Le collectif niçois «Tous citoyens» dit avoir été saisi par des habitants de la ville pour nuisances sonores. «L’été, les gens ouvrent leurs fenêtres et entendent le message municipal. C’est là qu’on a pris l’ampleur du problème : c’est un matraquage de messages policiers, maintient son responsable et membre du parti Génération⋅s, David Nakache.

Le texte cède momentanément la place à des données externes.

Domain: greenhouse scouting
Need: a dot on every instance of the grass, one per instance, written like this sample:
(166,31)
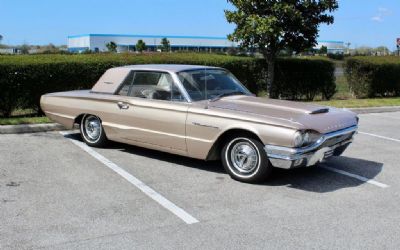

Qu’est-ce que ça va changer de diffuser un message audio ? On a le sentiment que la crise sanitaire a permis de libérer tous les fantasmes sécuritaires de certains maires qui ont profité de l’aubaine pour mettre en place des dispositifs. Et derrière, il y a une accoutumance des citoyens à ces procédés.»

L’heure du couvre-feu arrive à grands pas. Les passants sont encore rappelés à l’ordre à 18 h 45 et à 19 heures. Sur la place, il y a une mère de famille qui n’est «pas à la minute près» et des lycéennes qui en ont marre qu’on leur rabâche les règles toute la journée. De la musique électro vient d’en haut : pas du sommet du poteau mais d’une fenêtre entrouverte. Appuyé sur le garde-corps, un trentenaire a déjà le verre à la main et l’alcool à la tête. Il crie : «Couvre-feu dans cinq minutes yepa ! Il vous reste cinq minutes pour rentrer chez vous !» Les haut-parleurs se taisent jusqu’au lendemain matin. L’homme a pris le relais.